UK corporate directors urged to keep abreast of climate change issues

Out-Law News | 27 Sep 2019 | 11:44 am | 2 min. read

Company directors in the UK should ensure that they reflect the latest guidance and regulatory requirements on climate change in their decision-making, to guard against any future risk of legal action, experts have warned.

Corporate litigation expert Michael Fletcher of Pinsent Masons, the law firm behind Out-Law, said that while the UK courts are yet to see the type of climate change-related litigation experienced in other jurisdictions, future "shareholder activism" could not be ruled out given the current strength of opinion on climate change.

Speaking in Sydney earlier this month (15-page / 298KB PDF), Supreme Court judge Lord Sales said that there was a clear case for "company laws to be modified, by legislation, to provide a greater impetus to boards and individual directors to accord greater attention and weight to climate issues". Lord Sales told the Anglo-Australian Law Society that this could be done by requiring companies to appoint a designated board member responsible for "environmental impact issues", either by way of legislation or as a "regulatory best practice requirement".

Fletcher Michael

Michael Fletcher

Partner

Litigation may become seen as a tool to influence corporate behaviour and public policy on climate change.

Corporate law expert Tom Proverbs-Garbett of Pinsent Masons said that a legislative requirement "would diverge somewhat from the UK's traditional method of strengthening corporate governance through non-legislative means".

"The comments also perhaps underestimate the existing power of section 172 of the 2006 Companies Act, which already requires the directors of a company to have regard to the impact of the company's operations on the community and the environment, among other things," he said. "From 2019, there is also an obligation on large companies to report on how that factor, among others has been considered and the effect of that consideration on the company's decisions and strategies during the financial year."

"Lord Sales acknowledges this requirement, but argues more can and should be done," he said.

"The suggestion that a non-executive director (NED) could take responsibility for championing environmental matters for their company, following the approach taken to workforce engagement in the most recent iteration of the UK Corporate Governance Code, reflects the increasing visibility of environmental, social and governance (ESG) matters for both companies and their investors. The FRC's draft Stewardship Code, for example, makes explicit that signatories are expected to take into account material ESG factors, including climate change, when fulfilling their stewardship responsibilities," he said.

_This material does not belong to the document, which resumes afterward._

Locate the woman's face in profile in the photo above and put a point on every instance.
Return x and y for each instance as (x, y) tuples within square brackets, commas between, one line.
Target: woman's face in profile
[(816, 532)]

Lord Sales noted in his speech that, based on the current law, "there is much force in the view that directors may and, increasingly, must take into account and accord significant weight to climate change in their decision-making".

"This is not least because a failure to act sustainably is more and more likely to have adverse financial impacts on companies who are, or are perceived to be, behind the curve on environmental issues," he said.

Lord Sales said the position of company directors in regard to climate change was governed by the existing regulatory and legal disclosure regimes; their responsibility to assess the financial impact of any fines relating to polluting activities and tax incentives to encourage a shift to low carbon activity on their companies; and their "general fiduciary obligations" to shareholders.

Tom Proverbs-Garbett

Tom Proverbs-Garbett

Senior Associate

The FRC's draft Stewardship Code makes explicit that signatories are expected to take into account material ESG factors, including climate change, when fulfilling their stewardship responsibilities.

Michael Fletcher said that while companies in the UK were yet to experience a significant volume of climate change-related litigation, this was not the case elsewhere, particularly in the US.

"Particularly given the current strength of public opinion on climate change, we may well see growing shareholder activism in this area in the UK too, with minority shareholders wishing to drive a more environment-focused agenda looking to use the wider powers to bring derivative actions against directors which were introduced by the Companies Act," he said. "Litigation may become seen as a tool to influence corporate behaviour and public policy on climate change."

"To guard against the risk of these types of claims, company directors must keep fully abreast of the latest regulations and guidance applicable to them and develop robust practices around factoring environmental considerations into board decision-making. As Lord Sales points out, it is important to carefully document corporate decisions, accurately reflect these in annual reports and disclosures, and foster a culture of seeking specialist advice on the environmental impacts of decisions," he said.